- Born: Seth O'Dell Penniston June 9, 1870 Argyle, Wisconsin, United States
- Died: February 7, 1961 (aged 90) Argyle, Wisconsin, United States
- Occupations: farmer, politician
- Known for: member, Wisconsin State Assembly (1927–1933)
- Notable work: owner/operator of a 321-acre farm
- Political party: Republican
- Spouse: Mary Severson (d.1952)
- Children: 5
- Parents: George Penniston (father); Mary Ann (Brown) Penniston (mother);

= S. Dell Penniston =

American politician

Seth O'Dell "S. Dell" Penniston (June 9, 1870 – February 7, 1961) was an American farmer and politician. He was born in Argyle, Wisconsin to George (1832–1904) and Mary Ann (Brown) (1845–1943) Penniston who came to America with Seth's grandparents around 1852 from the Redmile/Plungar, Leicestershire region in England. He had a brother, a sister and five children. He and his wife Mary Severson had many grandchildren, most of whom remained in the Argyle area. She preceded him in death in 1952 at the age of 81.
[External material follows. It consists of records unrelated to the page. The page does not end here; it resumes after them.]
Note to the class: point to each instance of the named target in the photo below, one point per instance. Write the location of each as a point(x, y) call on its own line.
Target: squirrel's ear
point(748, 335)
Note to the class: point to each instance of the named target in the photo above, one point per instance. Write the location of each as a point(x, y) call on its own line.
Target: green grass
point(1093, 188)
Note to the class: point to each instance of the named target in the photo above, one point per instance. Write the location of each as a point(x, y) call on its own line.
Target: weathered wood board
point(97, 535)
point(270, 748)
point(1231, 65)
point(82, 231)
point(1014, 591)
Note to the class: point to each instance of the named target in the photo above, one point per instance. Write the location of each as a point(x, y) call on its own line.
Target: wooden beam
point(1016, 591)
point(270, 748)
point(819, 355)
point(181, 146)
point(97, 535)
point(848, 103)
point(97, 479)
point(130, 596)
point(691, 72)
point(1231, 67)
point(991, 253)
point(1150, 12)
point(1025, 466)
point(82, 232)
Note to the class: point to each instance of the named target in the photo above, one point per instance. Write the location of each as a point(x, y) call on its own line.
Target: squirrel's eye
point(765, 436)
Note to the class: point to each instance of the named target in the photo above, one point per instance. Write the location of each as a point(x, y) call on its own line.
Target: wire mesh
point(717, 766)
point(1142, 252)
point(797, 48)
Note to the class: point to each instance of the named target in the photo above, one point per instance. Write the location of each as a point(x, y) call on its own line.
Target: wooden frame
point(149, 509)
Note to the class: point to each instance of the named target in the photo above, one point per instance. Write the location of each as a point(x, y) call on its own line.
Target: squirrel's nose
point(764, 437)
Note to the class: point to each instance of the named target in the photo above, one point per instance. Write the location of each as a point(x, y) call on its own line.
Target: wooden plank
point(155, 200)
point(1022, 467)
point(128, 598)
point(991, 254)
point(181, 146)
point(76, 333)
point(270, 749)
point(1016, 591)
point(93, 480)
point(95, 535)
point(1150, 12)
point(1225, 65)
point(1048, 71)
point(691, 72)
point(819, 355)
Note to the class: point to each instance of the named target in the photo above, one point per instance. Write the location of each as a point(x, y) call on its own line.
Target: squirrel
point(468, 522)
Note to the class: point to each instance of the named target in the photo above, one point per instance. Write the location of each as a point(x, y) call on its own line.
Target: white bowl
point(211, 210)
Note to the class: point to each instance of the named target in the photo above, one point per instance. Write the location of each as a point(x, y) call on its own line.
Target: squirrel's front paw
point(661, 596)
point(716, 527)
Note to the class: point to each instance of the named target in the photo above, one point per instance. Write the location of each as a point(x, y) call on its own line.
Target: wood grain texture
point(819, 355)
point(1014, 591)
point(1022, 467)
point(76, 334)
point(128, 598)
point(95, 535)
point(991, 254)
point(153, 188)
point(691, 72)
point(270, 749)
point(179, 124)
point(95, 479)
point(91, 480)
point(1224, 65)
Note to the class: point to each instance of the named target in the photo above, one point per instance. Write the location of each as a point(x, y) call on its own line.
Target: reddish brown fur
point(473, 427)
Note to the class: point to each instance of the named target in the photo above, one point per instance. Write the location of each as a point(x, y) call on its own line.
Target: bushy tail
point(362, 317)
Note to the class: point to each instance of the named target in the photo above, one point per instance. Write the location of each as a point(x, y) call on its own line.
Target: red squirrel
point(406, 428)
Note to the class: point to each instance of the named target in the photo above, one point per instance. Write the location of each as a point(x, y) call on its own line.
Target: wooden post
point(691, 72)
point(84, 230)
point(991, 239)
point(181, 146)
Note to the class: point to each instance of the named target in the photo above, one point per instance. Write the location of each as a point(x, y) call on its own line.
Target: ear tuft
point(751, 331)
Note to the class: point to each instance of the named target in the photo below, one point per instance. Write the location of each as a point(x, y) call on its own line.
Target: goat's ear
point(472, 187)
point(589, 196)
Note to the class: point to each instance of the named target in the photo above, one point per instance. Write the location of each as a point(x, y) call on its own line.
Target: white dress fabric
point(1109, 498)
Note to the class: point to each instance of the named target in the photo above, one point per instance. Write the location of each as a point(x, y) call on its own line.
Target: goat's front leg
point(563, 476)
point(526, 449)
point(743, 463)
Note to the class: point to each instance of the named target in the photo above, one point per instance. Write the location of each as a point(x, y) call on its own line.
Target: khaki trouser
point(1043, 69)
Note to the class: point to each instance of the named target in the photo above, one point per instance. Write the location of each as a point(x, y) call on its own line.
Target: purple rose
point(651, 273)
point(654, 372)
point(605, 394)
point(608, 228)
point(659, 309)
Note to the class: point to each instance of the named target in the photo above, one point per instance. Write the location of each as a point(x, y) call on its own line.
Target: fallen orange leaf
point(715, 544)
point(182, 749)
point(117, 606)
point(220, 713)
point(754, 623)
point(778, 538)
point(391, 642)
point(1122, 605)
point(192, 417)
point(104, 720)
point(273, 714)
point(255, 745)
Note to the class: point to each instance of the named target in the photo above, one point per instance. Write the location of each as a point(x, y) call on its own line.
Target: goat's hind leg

He was the owner/operator of a 321-acre farm 3 mi from Argyle on which he lived for 33 years. Penniston served on the Argyle Town Board for 10 years and was a Republican. Penniston was elected to the Wisconsin State Assembly without opposition and served from 1927 to 1933. Penniston died at his farm house in Argyle, Wisconsin.